On a well-provisioned box, push harder:

ami crawl seed.parquet -o run-out --workers 4000 --transport-shards 128

The tuning guide covers every knob on the throughput-versus-politeness axis. While the run goes, ami prints a live line of pages per second, bytes per second, and the status breakdown.

3. See what came back

Every run writes WARC files plus a captures.parquet index under -o. The fastest look needs no other tool:

ami inspect run-out/captures.parquet -n 20

For anything real, the index is an ordinary Parquet file. DuckDB answers the usual questions directly:

-- how did the run go?
SELECT status, count(*) AS n
FROM 'run-out/captures.parquet'
GROUP BY status ORDER BY n DESC;

-- what failed, and why?
SELECT url, error FROM 'run-out/captures.parquet' WHERE error <> '';

The bytes themselves live in the WARC files, in the standard format, so they open in any WARC tool. Each index row carries a warc_file, warc_offset, and warc_length that point straight at the response record, so you never scan the archive to find one capture. The configuration reference documents every column.

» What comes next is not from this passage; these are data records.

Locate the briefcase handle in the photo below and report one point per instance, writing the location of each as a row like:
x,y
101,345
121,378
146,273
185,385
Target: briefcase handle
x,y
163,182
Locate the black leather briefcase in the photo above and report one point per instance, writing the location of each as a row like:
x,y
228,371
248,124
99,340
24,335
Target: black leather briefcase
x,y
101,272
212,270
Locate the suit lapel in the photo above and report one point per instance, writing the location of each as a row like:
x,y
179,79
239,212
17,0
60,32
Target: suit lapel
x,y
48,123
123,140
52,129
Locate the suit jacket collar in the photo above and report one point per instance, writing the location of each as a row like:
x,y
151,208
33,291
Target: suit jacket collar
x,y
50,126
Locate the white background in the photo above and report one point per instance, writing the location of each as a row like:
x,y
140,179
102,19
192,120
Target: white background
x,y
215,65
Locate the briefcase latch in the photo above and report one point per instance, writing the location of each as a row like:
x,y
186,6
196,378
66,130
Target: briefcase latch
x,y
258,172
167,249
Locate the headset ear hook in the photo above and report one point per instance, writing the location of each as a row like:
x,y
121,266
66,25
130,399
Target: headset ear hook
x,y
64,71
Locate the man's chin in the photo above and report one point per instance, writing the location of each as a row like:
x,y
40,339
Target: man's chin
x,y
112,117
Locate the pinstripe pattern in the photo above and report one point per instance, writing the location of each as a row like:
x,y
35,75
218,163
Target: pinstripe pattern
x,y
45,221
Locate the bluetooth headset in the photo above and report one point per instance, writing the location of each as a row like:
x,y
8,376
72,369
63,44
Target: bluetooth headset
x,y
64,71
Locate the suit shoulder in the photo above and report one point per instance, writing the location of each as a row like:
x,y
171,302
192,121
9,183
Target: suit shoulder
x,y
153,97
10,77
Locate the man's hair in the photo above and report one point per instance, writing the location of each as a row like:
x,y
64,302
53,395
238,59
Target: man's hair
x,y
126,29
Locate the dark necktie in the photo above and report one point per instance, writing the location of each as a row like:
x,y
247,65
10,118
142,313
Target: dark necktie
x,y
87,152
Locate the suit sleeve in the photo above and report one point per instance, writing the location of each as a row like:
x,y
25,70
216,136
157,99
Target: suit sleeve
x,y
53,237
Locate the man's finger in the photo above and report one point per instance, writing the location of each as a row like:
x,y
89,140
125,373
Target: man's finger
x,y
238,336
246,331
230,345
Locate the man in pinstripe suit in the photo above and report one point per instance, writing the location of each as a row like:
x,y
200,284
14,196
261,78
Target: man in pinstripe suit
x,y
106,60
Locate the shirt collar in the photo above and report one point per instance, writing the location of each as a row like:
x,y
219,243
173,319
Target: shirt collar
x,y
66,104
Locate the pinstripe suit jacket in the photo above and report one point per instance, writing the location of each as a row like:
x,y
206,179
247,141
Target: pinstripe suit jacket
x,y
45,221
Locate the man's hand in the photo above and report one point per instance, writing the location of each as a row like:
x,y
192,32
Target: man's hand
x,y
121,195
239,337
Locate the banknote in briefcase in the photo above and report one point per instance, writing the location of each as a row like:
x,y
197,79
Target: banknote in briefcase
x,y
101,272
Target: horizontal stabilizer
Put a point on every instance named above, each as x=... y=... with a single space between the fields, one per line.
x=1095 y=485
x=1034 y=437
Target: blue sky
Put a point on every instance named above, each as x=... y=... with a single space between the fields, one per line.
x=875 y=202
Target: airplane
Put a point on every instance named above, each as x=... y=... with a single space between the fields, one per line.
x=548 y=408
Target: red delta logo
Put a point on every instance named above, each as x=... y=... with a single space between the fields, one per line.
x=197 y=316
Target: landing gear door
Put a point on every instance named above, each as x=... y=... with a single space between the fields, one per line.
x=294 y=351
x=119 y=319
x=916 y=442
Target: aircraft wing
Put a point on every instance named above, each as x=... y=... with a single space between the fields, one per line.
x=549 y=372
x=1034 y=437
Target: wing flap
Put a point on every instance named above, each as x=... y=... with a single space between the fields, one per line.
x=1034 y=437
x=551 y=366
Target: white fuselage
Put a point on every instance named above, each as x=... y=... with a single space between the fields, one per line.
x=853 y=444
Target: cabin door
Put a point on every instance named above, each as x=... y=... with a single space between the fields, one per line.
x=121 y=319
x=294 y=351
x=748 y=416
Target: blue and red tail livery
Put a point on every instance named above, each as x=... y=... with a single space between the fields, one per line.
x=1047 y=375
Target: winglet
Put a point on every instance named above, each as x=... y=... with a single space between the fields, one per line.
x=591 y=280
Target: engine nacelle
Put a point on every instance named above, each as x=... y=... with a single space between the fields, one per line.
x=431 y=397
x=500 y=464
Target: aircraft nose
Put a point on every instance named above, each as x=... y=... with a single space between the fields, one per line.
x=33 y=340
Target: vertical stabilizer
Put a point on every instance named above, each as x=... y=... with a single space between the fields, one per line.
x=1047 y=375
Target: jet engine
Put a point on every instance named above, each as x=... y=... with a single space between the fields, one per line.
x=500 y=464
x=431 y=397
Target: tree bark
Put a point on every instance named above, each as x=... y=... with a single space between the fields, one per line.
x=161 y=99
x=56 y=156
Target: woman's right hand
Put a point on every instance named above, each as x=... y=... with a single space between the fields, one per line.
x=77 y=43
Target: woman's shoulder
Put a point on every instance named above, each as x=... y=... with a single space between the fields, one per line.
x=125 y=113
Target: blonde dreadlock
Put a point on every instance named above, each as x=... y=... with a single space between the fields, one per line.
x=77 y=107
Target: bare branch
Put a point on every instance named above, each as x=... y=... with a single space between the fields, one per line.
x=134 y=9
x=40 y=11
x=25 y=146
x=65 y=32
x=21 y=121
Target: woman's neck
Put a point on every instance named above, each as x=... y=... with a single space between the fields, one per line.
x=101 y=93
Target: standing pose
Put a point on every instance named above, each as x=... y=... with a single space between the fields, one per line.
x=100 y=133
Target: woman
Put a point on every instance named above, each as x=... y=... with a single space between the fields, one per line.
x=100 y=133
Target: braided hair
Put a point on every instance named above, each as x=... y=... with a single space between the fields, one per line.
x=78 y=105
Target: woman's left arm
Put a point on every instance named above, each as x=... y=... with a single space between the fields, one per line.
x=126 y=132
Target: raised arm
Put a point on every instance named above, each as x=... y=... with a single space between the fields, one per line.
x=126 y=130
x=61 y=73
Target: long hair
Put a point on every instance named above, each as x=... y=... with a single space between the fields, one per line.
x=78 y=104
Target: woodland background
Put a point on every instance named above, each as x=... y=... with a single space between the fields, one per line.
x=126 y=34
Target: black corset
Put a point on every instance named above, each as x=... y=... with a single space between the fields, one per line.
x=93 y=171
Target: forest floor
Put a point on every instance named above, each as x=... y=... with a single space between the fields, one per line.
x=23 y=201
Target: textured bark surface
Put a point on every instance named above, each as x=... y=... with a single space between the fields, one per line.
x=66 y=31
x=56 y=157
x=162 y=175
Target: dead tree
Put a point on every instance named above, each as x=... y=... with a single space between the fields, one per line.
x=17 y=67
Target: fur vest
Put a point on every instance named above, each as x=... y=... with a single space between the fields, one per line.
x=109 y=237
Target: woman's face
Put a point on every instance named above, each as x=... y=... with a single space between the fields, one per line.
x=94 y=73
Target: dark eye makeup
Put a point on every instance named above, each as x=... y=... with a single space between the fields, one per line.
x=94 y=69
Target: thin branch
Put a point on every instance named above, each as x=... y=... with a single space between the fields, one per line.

4. Retry just the failures

Because a failed fetch still produces a row (status 0, with the reason in error), the index is a complete record of the run. Select the rows that need another attempt, write them back out as a seed, and crawl that smaller list:

duckdb -noheader -csv \
  -c "SELECT url FROM 'run-out/captures.parquet' WHERE error <> ''" \
  > retry.txt
ami crawl retry.txt -o run-out --run-id retry --mode polite

--run-id retry keeps the retry's output beside the first pass under the same directory, and --mode polite gives the stragglers a browser-like header set that a bot-detection WAF is less likely to block.

Scaling out

When one machine is not enough, the same seed splits across a fleet: each process takes --shard i --shards N and crawls its slice. The sharding guide covers the partitioning and how the per-machine indexes union back into one logical run.